House debates

Thursday, 18 March 2010

Questions without Notice

Hospitals

2:02 pm

Photo of Kevin RuddKevin Rudd (Griffith, Australian Labor Party, Prime Minister) Share this | Hansard source

I can hear already the interjections from the Leader of the Opposition on this question. The Royal North Shore Hospital is a pretty interesting example of what we have been talking about with health and hospital reform because the hospital has been engaged in representations to the previous Australian government from 1997 in order to obtain a PET scanner.

I was pleased to actually be present with the member for Bennelong for the opening of that PET scanner last Friday. To be true it was operating for three days before that, but it had been installed during the period of this government. Before the Leader of the Opposition again intervenes on his own particular role here, multiple representations, as advised by the Royal North Shore Hospital, were made to the previous government from 1997 on, but nothing happened until the eve of the 2007 election, when the previous government said, based on representations from the indefatigable member for North Sydney, that they were going to do something about it. It only took 12 years before the previous government said they were going to do something about it. Which government actually did something about it? This Australian Labor government did something about it.

I spoke with an eighty-year-old man, whose name was Gordon, who has cancer. He was one of the first patients to use the services provided by the new PET scanner. Gordon and others like him are now benefiting from this facility at the Royal North Shore Hospital. I thank the member for Bennelong for her strong representations, the commitments that she undertook, and the delivery on those commitments when it comes to the Royal North Shore Hospital.

This goes of course to the much wider challenge of how we properly fund our health and hospital system for the future. I heard, as I came into the chamber today, one of the other honourable members from the opposition benches speaking about the problem of juvenile diabetes. Together with the health minister, many members opposite and many members on our side of the House, I attended an event called Kids in the House, which was held in the Great Hall in Parliament House today, and I see many of the participants in the gallery today. These are great kids who come from all over Australia. I commend members opposite and members on this side of the House for being with their kids as they attended that event today. It was about one thing: how do we make it better for kids who are diagnosed with juvenile diabetes to deal with the challenges of that disease?

What I outlined to the gathering today in the Great Hall in Parliament House was the action that the government has now taken in terms of the subsidisation of the cost of insulin pumps. I outlined this to those who were gathered in the Great Hall today. These comments, as I indicated in the House, relate to a particular and significant increase in the amount of the subsidy for insulin pumps. I say to those opposite that all efforts need to be made by governments at all levels to support kids who are suffering from this condition. That is how we deal with those who are currently living with this condition. The other part of my comments today went to how we properly fund research for juvenile diabetes in the future.

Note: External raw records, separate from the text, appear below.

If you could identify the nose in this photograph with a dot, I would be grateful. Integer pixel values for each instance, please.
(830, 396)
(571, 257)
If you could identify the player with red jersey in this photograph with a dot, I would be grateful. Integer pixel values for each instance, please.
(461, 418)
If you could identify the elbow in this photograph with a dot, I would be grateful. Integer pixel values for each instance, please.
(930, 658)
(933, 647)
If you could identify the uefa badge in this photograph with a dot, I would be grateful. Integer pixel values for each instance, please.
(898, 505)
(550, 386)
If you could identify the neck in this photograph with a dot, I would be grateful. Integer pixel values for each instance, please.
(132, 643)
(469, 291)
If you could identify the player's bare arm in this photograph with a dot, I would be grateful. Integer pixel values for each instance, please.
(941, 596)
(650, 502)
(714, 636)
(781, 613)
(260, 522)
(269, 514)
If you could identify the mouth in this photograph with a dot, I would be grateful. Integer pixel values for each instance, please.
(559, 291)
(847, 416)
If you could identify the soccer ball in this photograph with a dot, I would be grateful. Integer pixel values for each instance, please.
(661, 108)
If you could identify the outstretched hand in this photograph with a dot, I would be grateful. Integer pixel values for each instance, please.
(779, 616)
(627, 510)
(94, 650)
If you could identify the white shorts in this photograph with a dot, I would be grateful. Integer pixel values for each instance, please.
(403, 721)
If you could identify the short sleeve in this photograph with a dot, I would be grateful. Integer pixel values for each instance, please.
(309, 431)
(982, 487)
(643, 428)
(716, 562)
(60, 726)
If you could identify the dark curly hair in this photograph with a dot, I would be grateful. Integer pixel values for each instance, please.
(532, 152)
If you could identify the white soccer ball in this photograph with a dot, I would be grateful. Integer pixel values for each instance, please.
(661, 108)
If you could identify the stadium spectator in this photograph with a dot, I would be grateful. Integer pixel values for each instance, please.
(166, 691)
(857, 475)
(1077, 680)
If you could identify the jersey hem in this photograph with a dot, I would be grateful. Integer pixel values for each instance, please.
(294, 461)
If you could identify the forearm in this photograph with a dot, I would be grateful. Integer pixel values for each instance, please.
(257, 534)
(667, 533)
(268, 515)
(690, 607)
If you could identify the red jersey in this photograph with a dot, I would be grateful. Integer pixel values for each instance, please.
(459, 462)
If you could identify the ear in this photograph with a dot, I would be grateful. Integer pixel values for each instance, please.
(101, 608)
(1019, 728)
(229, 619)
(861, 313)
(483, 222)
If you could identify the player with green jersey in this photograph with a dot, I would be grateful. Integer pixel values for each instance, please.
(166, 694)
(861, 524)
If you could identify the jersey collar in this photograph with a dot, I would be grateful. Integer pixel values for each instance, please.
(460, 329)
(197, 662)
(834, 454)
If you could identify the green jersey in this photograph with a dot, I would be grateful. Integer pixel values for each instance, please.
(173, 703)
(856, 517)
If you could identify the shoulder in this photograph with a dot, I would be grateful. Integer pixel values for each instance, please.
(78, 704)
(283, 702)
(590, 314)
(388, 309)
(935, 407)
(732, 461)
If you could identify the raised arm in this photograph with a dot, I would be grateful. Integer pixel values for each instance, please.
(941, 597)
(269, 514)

I indicated the Australian government was currently funding some 360-odd researchers, I think, to the tune of some $63 million to try and find a cure for juvenile diabetes.

These are the bread and butter concerns of working families right across Australia—the bread and butter concerns about how we properly fund medical research in the future; the bread and butter concerns about how we deliver PET scanners in hospitals like the Royal North Shore in the future. I say to those opposite that what we must ensure for the future is that we have a properly funded, properly structured health and hospital system for Australia.

That is why the Australian government has put forward its plan for a new National Health and Hospitals Network—one which will be funded nationally and run locally with, for the first time, the Australian government becoming the dominant funder of the Australian public hospital system, which means that in the future, when you are looking at the need for PET scanners at hospitals like the Royal North Shore Hospital, the Australian government will not just stand to one side; it will be there as a partner in making sure that those projects are delivered. It means that in the teaching and research function of our hospitals we are partners in ensuring that those services are delivered and that, when it comes to the capital needs of our public hospital system in the future, we are ensuring that we are partners—and the dominant funding partners—to make sure that those hospital services are delivered. That is our plan for the future. That is what we propose to do. That is why we have put forward this plan for the nation.

But I could say to those opposite that, nearly two weeks into this debate on health and hospitals, I have a simple question for the Leader of the Opposition, which is this: does he support or does he oppose this plan? We have waited for two weeks now to hear what the answer is: does he support or does he oppose?